A choking sound, over the din of the rain and the movement of her pigs.

‘Sorry, Your Grace, I’m out of the London habit. You did ask, though.’

‘I’m not embarrassed by your speech. I was thinking that some young men of my acquaintance could use lessons on how to properly service a woman.’

She dropped the pitchfork.

‘We may talk of pigs servicing one another, but not humans?’

‘No!’

‘Why not?’

She looked up into his laughing face, and almost said it: Because you and I are humans, and there is something complicated between us.

‘I need to bring in more compost from outside,’ she said, and stalked out, forgetting to put her hat and shawl back on.

Darlington and the pigs considered each other. The sow who’d been nosing around Miss Sutherland settled herself in the corner against groaning slats of wood. She was enormous. A beast. Her hide looked like something you would clean your boots on, and her teats sagged, misshapen, onto the newly turned muck. It seemed impossible, but at thirty-one years of age he had never seen a pig like her. A real pig. He had a vague memory of petting a pretty little pink creature wearing a lace collar when he was a child – a manicured thing brought out to please the small Viscount d’Auton.

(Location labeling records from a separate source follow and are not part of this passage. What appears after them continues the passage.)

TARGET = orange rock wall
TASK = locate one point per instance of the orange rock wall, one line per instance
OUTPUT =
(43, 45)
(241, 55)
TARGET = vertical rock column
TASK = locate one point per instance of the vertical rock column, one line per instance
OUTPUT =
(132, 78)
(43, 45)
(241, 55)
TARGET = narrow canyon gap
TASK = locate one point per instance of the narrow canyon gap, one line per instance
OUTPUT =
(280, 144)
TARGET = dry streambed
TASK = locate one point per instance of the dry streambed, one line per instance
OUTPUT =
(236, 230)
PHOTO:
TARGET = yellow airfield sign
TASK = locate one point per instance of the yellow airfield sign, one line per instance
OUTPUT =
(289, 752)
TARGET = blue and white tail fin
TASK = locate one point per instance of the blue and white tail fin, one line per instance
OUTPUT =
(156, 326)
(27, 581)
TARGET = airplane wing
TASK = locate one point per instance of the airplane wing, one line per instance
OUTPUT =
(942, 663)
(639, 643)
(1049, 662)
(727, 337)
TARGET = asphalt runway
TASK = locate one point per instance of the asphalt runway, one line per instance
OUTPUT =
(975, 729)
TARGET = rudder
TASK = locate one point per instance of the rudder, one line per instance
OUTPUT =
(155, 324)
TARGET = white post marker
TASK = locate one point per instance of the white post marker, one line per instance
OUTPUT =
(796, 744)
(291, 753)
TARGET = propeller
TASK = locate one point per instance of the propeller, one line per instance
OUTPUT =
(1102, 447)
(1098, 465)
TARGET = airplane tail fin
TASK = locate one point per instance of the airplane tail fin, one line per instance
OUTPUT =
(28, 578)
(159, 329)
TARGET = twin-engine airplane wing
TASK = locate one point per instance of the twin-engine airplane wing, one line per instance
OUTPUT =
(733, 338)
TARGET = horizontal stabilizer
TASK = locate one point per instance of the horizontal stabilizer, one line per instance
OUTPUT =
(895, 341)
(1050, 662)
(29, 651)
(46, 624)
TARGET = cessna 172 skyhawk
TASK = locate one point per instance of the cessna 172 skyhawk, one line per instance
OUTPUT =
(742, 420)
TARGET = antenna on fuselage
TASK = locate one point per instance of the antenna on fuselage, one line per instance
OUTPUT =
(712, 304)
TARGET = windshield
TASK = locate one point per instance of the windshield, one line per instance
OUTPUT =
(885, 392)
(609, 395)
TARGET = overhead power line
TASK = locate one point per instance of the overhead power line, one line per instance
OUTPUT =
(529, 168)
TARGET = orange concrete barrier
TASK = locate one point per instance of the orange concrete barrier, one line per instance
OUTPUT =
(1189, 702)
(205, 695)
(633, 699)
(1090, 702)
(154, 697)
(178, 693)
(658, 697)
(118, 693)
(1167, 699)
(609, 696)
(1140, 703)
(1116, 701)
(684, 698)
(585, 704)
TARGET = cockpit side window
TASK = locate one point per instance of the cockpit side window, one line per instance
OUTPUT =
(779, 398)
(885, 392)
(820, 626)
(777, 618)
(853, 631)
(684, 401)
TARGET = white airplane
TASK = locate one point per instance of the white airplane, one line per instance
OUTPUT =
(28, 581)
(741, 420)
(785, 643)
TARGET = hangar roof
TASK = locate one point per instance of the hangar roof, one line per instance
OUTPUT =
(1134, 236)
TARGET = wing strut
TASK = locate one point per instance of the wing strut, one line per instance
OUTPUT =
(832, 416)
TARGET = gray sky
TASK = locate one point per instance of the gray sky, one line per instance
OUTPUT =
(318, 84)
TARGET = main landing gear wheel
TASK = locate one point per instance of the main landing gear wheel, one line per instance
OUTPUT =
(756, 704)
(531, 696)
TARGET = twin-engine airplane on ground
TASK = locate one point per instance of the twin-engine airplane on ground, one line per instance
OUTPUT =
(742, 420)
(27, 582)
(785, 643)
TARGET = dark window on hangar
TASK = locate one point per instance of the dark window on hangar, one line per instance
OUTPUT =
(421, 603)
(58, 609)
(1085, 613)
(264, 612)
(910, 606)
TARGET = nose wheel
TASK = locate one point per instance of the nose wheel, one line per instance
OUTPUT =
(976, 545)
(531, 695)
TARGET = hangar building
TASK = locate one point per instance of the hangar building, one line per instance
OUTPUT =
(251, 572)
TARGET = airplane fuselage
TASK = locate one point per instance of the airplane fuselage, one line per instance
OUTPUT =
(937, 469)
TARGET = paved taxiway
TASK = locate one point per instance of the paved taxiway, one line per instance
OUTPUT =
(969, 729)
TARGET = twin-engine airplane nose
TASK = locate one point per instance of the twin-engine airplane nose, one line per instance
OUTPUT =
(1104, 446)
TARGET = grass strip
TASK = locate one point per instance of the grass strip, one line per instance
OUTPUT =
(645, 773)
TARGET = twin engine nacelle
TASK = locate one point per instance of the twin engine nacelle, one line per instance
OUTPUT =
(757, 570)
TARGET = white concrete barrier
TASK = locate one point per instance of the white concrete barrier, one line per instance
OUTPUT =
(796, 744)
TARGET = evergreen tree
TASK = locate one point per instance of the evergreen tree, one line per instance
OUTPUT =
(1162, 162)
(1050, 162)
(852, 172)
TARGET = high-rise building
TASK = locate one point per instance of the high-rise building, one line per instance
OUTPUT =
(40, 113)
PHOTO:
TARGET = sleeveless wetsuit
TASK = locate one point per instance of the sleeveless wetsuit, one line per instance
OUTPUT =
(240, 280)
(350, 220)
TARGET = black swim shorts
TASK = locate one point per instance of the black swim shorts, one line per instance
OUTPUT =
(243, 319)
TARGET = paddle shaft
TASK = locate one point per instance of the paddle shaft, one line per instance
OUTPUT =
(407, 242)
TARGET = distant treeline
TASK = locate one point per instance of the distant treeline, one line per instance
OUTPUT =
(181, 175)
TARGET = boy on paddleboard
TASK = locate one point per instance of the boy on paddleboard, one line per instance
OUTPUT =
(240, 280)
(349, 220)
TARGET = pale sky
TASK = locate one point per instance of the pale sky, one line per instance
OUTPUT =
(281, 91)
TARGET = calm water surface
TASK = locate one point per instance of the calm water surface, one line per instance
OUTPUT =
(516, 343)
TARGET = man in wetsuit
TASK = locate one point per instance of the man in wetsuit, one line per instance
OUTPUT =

This sow’s head was almost the size of his torso, and her . . . piggy eyes watched him, her ears like sails testing the wind. Had he heard a rumour once that pigs ate human flesh?

He had forgotten the other large pig, which appeared suddenly and snuffled his skirts.

The noise he made, leaping aside, startled the sow and her hammy legs kicked her bulk against the walls as she struggled up.